The rest is the stuff of a TV movie.
Strug’s decision
Now, it’s fair to point out that the Americans may not have needed any more than Strug’s first score. And a more responsible coach — and team — would have had a doctor take a fast look at a numb leg, or at least ask a question before sending a competitor back out injured.
But Strug is not 14. She is 18, going on 19, headed for UCLA. What she did Tuesday night is no different from a college freshman football player’s carrying the ball with a separated shoulder. As Strug said, “I’m an adult. I can make my own decisions.”
And hers will be remembered for years. After that last courageous vault — a 9.712 score — the sold-out crowd erupted in raucous cheers. And moments later, the tiny army of women — Chow, Miller, Dawes, Moceanu, Phelps and Amanda Borden — waved joyously at the crowd, knowing they had won.
Strug was deep in the bowels of the stadium, getting wrapped.
“I want to go out for the medals,” she told Karolyi.
“Kerri,” he said, “even the New York police couldn’t keep me from getting you out there.”

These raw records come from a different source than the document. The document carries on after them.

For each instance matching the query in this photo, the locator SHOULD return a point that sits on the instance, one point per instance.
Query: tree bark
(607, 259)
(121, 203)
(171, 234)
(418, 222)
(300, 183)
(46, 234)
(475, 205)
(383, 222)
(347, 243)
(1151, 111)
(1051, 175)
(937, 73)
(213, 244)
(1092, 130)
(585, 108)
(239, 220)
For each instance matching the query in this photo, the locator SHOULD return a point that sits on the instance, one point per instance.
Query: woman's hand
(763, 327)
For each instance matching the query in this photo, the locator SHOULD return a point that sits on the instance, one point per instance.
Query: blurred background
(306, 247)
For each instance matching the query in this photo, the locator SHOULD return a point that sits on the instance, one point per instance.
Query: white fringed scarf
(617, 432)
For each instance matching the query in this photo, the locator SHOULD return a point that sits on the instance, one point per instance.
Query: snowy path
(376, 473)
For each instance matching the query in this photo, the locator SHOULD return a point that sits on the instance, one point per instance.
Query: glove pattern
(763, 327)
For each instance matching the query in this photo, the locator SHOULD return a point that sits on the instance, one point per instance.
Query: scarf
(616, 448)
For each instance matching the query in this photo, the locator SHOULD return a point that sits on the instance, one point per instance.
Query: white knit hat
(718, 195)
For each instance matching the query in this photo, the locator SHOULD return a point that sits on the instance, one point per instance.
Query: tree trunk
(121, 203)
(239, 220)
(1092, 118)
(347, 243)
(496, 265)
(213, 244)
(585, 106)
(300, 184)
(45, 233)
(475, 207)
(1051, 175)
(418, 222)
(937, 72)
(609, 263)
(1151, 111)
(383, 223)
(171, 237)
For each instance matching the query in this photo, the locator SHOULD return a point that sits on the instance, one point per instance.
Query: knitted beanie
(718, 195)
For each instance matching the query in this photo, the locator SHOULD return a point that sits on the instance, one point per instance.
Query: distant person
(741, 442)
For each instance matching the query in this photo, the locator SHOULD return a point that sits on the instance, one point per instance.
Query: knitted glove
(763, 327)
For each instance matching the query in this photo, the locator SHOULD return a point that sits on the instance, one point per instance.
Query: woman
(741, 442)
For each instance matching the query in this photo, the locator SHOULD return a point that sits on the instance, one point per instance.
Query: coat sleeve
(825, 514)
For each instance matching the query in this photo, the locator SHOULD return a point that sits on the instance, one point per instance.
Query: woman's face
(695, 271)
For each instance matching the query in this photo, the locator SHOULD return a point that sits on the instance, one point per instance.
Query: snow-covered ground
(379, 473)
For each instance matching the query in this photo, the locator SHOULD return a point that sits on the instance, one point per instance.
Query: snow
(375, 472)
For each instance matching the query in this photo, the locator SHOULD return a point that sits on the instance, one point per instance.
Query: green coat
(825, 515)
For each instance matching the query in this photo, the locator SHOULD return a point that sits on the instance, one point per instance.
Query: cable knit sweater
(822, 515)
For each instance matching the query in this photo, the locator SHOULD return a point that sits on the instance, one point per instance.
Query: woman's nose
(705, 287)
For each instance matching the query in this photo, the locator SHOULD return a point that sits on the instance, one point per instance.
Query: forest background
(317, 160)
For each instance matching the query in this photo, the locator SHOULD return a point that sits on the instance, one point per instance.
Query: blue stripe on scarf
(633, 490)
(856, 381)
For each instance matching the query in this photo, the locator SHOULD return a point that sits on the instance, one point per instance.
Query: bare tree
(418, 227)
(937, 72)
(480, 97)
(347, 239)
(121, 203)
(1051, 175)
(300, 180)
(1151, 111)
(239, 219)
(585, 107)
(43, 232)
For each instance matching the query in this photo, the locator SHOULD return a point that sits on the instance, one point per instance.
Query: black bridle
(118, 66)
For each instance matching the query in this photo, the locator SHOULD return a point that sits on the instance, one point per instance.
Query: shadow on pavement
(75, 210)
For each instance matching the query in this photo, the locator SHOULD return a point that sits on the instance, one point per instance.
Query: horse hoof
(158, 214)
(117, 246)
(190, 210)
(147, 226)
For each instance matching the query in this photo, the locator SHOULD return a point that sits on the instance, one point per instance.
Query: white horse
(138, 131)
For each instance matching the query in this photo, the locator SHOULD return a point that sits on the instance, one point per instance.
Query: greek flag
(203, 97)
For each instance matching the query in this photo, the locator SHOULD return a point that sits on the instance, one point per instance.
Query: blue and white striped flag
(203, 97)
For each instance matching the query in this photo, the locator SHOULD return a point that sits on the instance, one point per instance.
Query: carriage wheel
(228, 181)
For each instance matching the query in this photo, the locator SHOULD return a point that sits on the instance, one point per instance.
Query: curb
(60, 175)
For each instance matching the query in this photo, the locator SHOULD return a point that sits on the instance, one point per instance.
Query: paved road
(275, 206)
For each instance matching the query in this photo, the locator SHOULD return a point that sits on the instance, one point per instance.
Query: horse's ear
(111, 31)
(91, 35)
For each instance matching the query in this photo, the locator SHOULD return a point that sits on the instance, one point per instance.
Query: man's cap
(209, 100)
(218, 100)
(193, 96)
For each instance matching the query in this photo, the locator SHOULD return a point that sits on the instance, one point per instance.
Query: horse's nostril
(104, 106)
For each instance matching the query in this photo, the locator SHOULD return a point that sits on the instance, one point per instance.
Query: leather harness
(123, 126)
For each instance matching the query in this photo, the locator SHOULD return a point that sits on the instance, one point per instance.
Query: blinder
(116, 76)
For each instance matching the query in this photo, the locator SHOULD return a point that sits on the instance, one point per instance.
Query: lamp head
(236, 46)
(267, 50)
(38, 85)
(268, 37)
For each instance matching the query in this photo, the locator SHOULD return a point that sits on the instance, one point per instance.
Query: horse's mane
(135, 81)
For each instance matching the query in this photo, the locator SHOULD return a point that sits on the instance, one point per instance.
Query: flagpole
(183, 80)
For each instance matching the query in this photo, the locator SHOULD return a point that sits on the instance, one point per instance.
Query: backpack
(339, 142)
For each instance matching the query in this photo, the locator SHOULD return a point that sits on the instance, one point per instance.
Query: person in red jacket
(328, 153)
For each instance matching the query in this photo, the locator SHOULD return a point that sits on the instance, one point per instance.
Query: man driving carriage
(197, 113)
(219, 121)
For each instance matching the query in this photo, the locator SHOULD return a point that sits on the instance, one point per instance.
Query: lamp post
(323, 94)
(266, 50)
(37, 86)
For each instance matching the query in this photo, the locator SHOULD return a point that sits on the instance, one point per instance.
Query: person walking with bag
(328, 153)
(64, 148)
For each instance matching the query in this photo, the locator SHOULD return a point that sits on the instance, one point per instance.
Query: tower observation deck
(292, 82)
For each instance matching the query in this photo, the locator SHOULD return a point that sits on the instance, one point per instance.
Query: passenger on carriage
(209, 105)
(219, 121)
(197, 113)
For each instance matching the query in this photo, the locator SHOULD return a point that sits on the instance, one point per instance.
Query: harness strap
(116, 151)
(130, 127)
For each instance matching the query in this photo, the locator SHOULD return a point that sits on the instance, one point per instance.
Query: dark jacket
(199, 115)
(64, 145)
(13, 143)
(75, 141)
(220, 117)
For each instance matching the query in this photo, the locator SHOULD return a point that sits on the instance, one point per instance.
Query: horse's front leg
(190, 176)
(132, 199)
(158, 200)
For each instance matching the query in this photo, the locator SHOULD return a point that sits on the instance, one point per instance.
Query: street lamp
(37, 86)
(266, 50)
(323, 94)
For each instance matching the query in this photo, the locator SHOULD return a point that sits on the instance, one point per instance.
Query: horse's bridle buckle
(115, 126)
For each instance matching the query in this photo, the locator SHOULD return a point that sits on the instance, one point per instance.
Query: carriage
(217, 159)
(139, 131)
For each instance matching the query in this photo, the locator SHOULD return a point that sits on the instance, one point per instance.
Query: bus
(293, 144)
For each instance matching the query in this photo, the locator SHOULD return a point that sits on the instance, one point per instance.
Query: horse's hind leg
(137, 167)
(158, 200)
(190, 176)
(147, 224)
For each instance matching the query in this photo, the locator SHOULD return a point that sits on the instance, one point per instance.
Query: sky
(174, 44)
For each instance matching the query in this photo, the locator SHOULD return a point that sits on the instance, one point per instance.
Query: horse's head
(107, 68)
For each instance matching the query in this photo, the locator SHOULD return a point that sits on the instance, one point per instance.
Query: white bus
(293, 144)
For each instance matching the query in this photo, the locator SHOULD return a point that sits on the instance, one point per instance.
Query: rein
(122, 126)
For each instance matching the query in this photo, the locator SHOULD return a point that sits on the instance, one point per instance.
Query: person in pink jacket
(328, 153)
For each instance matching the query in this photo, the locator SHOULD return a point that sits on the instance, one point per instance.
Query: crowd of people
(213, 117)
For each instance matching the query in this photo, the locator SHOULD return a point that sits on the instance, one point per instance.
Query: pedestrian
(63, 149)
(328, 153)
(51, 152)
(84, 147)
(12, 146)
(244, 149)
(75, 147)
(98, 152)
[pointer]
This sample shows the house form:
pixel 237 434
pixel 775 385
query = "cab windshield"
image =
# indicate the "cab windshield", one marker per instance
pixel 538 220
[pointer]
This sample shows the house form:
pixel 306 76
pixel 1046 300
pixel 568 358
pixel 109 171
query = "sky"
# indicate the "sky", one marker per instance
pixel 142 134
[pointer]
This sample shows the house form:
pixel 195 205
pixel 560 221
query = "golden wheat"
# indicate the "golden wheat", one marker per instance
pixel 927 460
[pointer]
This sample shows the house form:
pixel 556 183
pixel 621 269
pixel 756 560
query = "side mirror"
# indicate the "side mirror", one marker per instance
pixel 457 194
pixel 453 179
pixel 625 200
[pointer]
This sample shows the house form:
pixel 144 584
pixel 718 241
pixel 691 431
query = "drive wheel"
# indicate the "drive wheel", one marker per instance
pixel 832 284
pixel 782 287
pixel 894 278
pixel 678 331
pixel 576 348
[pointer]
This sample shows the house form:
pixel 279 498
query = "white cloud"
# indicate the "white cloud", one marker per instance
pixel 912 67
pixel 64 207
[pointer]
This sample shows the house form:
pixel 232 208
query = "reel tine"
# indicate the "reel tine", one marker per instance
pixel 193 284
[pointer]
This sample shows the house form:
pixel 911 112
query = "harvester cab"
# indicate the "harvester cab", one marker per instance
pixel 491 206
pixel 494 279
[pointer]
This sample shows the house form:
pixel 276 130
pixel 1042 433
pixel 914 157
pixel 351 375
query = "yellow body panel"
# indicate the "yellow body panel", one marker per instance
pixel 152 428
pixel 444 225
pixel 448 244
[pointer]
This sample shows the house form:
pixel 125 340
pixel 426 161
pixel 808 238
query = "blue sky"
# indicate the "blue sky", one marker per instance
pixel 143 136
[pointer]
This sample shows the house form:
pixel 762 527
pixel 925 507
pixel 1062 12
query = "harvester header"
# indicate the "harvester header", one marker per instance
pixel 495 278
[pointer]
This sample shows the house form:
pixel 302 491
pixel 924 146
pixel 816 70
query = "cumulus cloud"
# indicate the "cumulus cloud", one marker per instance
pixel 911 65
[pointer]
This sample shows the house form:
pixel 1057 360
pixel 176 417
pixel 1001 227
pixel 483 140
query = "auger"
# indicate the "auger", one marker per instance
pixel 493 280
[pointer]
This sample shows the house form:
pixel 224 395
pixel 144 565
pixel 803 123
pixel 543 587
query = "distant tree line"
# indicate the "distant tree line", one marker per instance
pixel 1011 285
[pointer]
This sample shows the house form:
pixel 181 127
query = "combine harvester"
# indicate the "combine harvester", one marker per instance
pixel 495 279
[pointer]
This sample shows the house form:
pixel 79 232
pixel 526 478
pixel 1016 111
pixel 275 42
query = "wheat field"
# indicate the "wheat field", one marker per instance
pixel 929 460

He carried her, and when the time came, her teammates helped her hop onto the podium. The national anthem played and they sang along like schoolchildren. If you weren’t crying, you were pretty much alone.
“Did you feel like a hero when you decided to vault?” someone asked Strug hours later.
“Not really,” she said. “I felt obligated. I mean, it was our team, and it was the gold medal, and we had all worked so hard. Everything was on the line, and I felt like I had to do it, no matter how much it hurt.”
Someone should tell her: That’s what heroes are all about.
Spirit conquers odds, ego gives way to teamwork, reality exceeds the TV script. A group of individually coddled stars, some of whom are already millionaires, pool their talent, stay in a communal house, become friends, and then flip, spin, twist, twirl and fly their into history. Does it get any better?
“I am not taking this medal off,” said Miller.
“I think I might shower in mine,” said Dawes.
“I am crying tears of happiness,” said Moceanu.
“We made history,” said Strug.
It’s a good thing they had those medals around their necks. They were the only things keeping them from flying away.